One in 33 teens say they have tried the powerful drug meth. In a new national survey, the average age that those teens first tried meth was 12 years old. One middle school in Hazard is gaining national attention for what they're doing to change those alarming numbers.
They're the "Dawgs Patrolling Drugs", a group of 10 to 14 year old students at Roy G. Eversole Middle School that has more than one reason to fight the epidemic.
"My mom had a drug problem. She's been in and out of jail. She just got out of treatment and had to go back," said student Paige Williams.
All but two of these students have a similar story. That's why they say they're not surprised by the meth project results where one in ten students say they've been offered drugs and about 25 percent say drugs are easy to get at any age. It's also the drive behind their passion. While creating a new drug policy for their school, these students say they found several surprising factors.
"It has to be stopped as soon as possible," said student Beau Davis.
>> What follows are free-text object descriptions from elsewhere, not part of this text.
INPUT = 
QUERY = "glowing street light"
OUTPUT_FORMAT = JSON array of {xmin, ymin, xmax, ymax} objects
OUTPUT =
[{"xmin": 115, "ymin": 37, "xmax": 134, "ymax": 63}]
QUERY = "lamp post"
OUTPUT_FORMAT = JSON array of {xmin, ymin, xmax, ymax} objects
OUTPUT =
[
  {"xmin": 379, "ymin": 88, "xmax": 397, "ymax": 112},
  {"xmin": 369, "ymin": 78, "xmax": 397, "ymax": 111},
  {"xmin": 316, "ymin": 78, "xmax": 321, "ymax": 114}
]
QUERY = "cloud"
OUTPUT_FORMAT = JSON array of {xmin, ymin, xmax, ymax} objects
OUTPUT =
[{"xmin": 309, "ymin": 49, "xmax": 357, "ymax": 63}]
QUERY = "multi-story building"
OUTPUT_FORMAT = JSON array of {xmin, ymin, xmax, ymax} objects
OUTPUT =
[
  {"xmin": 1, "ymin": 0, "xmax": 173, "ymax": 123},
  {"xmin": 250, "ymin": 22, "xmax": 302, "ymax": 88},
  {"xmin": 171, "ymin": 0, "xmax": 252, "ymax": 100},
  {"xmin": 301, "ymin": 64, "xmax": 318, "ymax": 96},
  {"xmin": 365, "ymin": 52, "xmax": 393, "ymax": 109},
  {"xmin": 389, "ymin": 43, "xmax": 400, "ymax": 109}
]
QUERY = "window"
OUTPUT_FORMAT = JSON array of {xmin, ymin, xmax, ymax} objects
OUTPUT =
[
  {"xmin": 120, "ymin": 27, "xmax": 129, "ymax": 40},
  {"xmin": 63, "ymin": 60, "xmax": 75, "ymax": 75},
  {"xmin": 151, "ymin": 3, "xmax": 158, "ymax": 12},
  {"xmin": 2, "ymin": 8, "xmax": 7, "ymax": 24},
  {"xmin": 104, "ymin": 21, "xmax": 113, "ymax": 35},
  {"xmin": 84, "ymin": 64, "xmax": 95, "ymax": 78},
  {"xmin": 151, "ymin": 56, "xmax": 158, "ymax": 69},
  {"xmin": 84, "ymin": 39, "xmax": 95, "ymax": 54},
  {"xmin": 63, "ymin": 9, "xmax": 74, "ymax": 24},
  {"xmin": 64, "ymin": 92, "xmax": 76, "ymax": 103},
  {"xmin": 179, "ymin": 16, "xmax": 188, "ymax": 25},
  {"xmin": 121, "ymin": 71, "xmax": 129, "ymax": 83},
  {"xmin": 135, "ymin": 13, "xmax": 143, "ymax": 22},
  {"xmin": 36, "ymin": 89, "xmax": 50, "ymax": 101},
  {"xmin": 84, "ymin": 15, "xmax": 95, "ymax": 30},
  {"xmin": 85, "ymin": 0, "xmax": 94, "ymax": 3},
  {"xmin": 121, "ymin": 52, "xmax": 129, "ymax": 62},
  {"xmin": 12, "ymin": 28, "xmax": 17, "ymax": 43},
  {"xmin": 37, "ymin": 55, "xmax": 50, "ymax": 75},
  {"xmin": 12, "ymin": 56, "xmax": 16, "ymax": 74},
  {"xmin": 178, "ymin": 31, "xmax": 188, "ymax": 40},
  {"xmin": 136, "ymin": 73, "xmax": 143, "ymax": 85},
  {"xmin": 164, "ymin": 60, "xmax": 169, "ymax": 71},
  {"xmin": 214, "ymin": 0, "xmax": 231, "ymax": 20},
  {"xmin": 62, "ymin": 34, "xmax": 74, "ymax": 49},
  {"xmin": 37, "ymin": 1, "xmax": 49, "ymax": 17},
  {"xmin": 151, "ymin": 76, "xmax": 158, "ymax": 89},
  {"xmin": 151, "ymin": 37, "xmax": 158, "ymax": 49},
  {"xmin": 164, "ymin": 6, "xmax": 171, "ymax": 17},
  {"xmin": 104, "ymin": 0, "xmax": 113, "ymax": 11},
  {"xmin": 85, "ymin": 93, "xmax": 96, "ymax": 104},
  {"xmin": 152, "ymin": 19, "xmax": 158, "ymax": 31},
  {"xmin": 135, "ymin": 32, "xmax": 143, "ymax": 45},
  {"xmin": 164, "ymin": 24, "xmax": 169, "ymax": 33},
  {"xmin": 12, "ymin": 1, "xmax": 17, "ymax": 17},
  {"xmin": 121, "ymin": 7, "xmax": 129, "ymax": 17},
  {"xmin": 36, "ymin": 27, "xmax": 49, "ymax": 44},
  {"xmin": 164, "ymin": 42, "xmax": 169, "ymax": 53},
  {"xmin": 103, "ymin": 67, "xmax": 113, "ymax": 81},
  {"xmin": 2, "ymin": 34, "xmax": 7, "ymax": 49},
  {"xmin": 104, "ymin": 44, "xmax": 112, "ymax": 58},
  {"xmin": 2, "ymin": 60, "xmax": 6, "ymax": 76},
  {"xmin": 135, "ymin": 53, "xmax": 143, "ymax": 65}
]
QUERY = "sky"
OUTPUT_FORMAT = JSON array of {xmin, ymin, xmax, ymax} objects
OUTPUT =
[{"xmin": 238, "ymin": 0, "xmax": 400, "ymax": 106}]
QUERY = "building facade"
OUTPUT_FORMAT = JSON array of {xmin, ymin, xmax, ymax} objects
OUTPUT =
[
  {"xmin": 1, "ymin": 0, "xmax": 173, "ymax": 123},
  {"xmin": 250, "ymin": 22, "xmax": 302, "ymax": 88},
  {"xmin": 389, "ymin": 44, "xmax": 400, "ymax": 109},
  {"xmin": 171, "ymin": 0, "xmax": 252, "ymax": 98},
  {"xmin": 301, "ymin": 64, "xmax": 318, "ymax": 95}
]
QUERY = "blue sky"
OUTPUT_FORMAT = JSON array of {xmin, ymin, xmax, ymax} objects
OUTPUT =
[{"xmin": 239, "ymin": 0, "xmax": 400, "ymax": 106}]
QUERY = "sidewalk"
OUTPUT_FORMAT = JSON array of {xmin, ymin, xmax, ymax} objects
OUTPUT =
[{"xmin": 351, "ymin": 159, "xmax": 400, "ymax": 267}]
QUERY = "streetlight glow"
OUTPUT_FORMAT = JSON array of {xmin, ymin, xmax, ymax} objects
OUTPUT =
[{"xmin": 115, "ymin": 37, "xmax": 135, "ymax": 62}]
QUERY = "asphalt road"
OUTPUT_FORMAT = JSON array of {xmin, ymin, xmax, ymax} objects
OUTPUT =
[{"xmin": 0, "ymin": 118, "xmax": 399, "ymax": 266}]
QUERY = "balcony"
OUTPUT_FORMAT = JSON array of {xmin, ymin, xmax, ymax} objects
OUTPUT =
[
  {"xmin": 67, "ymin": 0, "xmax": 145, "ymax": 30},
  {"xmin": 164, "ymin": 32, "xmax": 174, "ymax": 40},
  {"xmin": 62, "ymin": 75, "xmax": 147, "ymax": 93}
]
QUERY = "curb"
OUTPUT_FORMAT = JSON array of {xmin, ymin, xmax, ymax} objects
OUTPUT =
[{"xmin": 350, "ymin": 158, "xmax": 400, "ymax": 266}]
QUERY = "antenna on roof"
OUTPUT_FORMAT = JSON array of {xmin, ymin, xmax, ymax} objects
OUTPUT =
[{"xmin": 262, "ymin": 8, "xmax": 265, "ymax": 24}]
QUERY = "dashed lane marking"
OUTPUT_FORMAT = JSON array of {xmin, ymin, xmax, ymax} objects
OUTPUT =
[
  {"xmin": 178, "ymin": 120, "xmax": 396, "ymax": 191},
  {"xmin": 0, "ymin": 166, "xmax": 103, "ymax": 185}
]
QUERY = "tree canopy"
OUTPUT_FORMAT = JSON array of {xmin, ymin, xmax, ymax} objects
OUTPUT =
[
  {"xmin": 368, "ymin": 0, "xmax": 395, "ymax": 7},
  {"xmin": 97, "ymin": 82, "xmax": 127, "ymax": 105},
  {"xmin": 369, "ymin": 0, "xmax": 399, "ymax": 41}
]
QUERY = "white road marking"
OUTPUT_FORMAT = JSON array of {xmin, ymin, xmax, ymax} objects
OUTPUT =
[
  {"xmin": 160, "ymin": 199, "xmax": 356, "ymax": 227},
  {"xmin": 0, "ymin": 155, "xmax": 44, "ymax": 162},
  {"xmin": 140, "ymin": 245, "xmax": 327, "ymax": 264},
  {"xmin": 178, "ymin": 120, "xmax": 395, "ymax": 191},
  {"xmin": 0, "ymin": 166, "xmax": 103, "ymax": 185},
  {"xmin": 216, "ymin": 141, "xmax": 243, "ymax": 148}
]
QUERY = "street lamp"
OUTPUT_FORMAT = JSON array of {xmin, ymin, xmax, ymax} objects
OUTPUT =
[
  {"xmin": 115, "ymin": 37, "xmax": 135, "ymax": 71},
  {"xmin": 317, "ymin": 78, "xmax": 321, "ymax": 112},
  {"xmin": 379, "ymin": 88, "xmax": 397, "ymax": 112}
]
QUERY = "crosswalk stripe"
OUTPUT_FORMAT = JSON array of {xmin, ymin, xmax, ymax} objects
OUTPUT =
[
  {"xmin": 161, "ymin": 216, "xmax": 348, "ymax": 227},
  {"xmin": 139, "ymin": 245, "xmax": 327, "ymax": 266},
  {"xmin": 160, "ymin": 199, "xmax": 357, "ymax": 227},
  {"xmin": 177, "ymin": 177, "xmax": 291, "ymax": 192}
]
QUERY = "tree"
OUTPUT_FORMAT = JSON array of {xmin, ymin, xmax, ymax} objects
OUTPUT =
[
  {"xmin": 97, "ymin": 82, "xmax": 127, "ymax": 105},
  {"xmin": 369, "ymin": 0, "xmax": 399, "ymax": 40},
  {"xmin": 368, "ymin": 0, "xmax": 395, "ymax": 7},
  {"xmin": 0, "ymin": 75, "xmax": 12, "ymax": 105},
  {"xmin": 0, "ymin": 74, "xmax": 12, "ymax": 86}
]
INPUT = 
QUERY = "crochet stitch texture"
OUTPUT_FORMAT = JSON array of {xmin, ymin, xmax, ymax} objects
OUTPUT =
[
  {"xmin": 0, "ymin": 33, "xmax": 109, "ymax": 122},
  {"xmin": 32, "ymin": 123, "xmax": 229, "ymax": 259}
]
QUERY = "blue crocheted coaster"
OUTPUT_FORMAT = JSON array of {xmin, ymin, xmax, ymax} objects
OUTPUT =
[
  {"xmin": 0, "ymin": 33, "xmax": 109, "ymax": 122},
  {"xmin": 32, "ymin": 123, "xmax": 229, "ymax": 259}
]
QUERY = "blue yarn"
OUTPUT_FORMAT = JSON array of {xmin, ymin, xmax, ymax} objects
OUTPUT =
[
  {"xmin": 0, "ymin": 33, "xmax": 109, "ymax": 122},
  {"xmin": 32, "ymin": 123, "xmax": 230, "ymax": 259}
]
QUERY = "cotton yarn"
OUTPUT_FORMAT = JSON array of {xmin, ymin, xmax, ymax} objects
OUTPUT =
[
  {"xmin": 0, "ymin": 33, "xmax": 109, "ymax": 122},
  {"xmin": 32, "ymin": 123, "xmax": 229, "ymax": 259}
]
Their teacher, Mendy Meehan, says the students wanted a no tolerance drug policy but got the school board to pass something nearly as strong.
"It used to be three times, but now if you get caught two times with drugs, you're suspended," said student Kendra Kidd.
They've held student government elections, anti-drug pep rallies and now they're working for every student to be drug tested, not just athletes. In the spring, the hallways will be painted with anti-drug murals to get more attention.